Ségolène Royal, the first woman with a chance of leading France, began reshaping her campaign on Monday as she faced a run-off with the clear favourite in the presidential election, the right-wing former interior minister Nicolas Sarkozy.
Royal began the difficult task of convincing France that she was not merely an off-the-shelf traditional Socialist in designer clothing and could break away from her party roots to capture the centre ground.
With the candidates racing to win over the seven million people who voted for the centrist third-man François Bayrou, party advisers said Royal would stand no chance of winning if she fought a traditional socialist campaign of ”left versus right”. Instead, she set out to reassure the centre ground she could be all things to all people; to prove, despite her critics, she could reinvent the nation.
The 84% turnout, the highest since 1965, would give any winner a mandate for change in a country plagued by unemployment, debt and social unrest, where voters are keen for renewal. Sarkozy’s score of more than 31,18% was the highest for any right-wing politician for three decades. Socialists hailed Royal for her 25,87%, the highest for a left-wing politician since François Mitterrand in 1988.
But the total left-wing vote in France was the lowest since 1969. The other six leftist candidates, whose votes are expected to transfer to her camp, polled less than 11%, providing Royal with a very small reservoir to draw on at the May 6 run-off.
A map divided
The map of France was on Monday carved up with a vast swathe of the eastern half bright blue for Sarkozy and pockets of the west and south-west red for Royal. The Socialist came first in only a handful of mainly rural regions. Even on her home turf in western Poitou-Charentes, where she has led the regional council since 2004, she just beat Sarkozy by about one percentage point.
Daniel Cohn-Bendit, the German Green MEP and hero of Paris’s student protests in May 1968, said a left-wing campaign would be ”hopeless” for Royal. He held crucial talks in the early hours of Monday morning at the Socialist party headquarters to convince Royal, whose campaign has been a mixture of left-wing economic policy and conservative social values, to move away from the traditional left. He told the Guardian: ”If she tries to play it on the traditionally socialist card, she will lose, because France has veered right.”
He said she must convince France she would change the way the elitist political class govern. She must also show she would push through change by acting as a mediator between politicians, unions and street protesters and that she is unafraid to update France’s social model.
”It’s not a case of stopping people taking to the streets. There will always be street demonstrations in France. It’s genetic, it’s part of democracy. The key question is getting beyond that confrontation and reforming the country.”

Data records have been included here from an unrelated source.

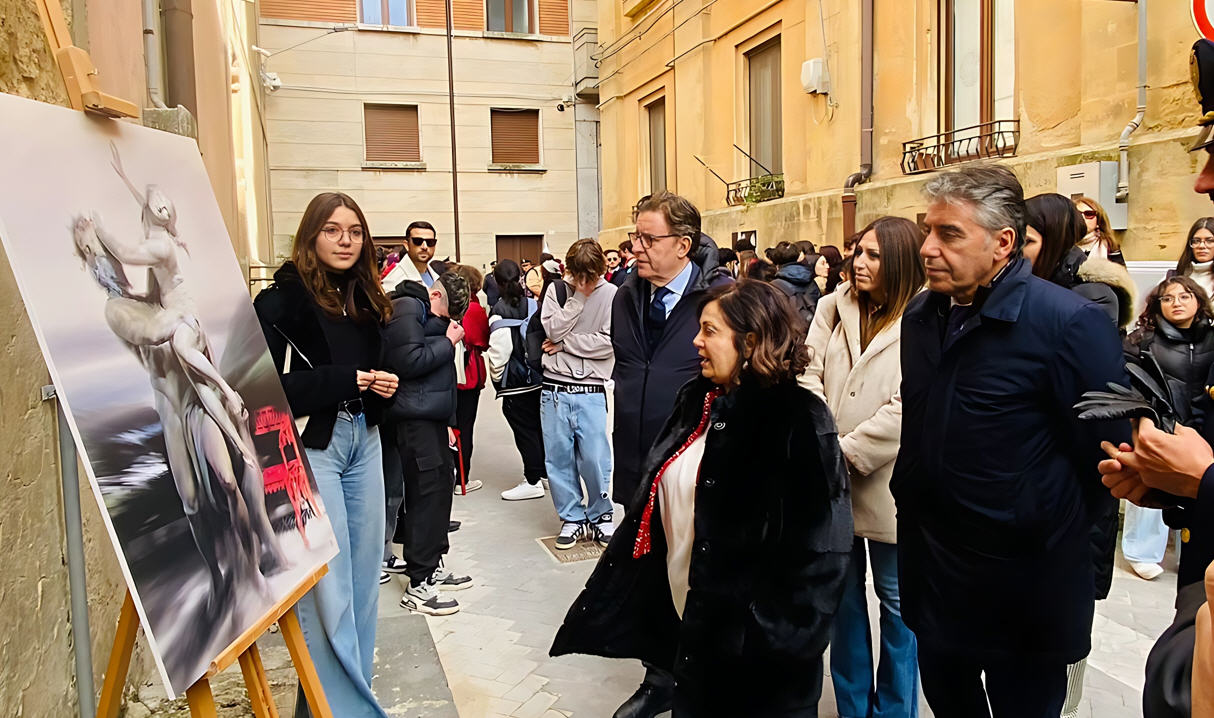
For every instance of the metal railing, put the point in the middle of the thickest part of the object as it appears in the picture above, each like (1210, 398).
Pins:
(754, 190)
(983, 141)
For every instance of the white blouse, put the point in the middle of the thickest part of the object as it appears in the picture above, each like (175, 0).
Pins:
(676, 496)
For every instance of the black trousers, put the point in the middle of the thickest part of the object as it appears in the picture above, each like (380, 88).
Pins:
(522, 414)
(465, 418)
(393, 482)
(429, 465)
(1026, 688)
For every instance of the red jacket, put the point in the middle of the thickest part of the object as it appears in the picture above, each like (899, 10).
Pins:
(476, 341)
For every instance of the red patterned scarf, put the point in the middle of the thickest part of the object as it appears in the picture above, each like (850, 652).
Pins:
(644, 537)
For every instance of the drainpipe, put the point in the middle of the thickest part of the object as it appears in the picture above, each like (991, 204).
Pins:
(866, 123)
(153, 60)
(1123, 168)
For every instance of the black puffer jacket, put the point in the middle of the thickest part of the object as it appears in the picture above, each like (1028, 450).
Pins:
(418, 350)
(313, 385)
(772, 540)
(1186, 357)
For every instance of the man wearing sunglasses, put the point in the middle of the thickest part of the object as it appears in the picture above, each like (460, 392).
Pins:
(420, 239)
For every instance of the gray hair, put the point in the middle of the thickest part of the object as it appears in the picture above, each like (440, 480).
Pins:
(992, 191)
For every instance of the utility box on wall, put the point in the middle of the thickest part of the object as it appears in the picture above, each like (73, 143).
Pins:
(1099, 181)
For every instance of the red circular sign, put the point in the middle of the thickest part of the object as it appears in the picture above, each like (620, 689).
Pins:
(1203, 17)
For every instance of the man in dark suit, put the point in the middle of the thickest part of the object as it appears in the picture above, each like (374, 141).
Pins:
(654, 317)
(994, 482)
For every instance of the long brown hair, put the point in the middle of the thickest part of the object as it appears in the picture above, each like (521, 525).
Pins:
(902, 275)
(1104, 233)
(1186, 258)
(750, 306)
(359, 278)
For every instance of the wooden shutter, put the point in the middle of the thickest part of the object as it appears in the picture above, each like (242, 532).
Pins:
(345, 11)
(515, 134)
(554, 17)
(391, 133)
(466, 15)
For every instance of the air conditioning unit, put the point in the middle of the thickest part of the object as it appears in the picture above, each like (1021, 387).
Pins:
(1099, 181)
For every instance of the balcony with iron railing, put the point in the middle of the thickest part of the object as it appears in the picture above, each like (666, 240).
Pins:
(983, 141)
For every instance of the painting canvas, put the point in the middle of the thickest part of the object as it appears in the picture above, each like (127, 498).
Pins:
(145, 320)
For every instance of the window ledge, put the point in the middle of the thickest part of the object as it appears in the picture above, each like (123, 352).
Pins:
(393, 165)
(517, 168)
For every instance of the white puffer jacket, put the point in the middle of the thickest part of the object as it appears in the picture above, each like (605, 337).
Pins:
(862, 390)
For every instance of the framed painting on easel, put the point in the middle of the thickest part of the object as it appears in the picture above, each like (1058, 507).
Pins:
(158, 360)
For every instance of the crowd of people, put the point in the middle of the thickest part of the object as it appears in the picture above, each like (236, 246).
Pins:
(784, 424)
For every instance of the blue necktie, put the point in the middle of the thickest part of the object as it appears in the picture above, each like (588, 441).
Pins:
(656, 318)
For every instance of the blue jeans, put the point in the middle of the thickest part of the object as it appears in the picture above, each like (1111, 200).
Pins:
(1145, 536)
(896, 693)
(339, 614)
(576, 442)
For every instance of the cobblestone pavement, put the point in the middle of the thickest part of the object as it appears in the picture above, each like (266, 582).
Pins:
(495, 649)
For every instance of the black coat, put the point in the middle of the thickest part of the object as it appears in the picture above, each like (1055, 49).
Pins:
(646, 383)
(1185, 357)
(315, 385)
(420, 354)
(996, 482)
(772, 540)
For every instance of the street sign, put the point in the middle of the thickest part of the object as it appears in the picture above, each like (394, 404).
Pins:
(1203, 17)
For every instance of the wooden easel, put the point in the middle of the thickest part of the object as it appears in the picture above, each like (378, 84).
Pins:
(243, 649)
(84, 95)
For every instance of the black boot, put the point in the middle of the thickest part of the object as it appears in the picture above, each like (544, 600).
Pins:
(650, 700)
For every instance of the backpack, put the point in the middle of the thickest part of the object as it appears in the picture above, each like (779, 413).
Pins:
(535, 333)
(518, 376)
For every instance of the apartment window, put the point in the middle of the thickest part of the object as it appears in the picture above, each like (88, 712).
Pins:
(766, 134)
(515, 136)
(980, 57)
(391, 133)
(510, 16)
(386, 12)
(656, 113)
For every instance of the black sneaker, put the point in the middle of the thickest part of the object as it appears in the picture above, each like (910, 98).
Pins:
(424, 598)
(393, 565)
(603, 529)
(571, 533)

France’s presidential elections have traditionally been won and lost on the centre ground. On Monday, Sarkozy ventured to secure that ground. He attempted to counter critics who call him scary and dangerous and steal Royal’s claim on the ”mother of the nation” figure by visiting a women’s shelter whose residents included illegal immigrants, a group he has previously targeted in a crackdown. ”I want to take charge of suffering,” he said. ”A country, for me, is like a family.”
Royal said she is ”a free woman” and emphasised the idea of ”an impartial state”, her code for a France for all.
Nicolas Sauger, a political analyst, said Royal also has to convince the nation she is not the hesitant, incompetent party outsider her critics describe. He said it is crucial to hammer out policies that fit the centrist vote, such as a pro-European message with a promise of a referendum on any new constitution. She also has to pick up Bayrou’s quest to reform French democracy.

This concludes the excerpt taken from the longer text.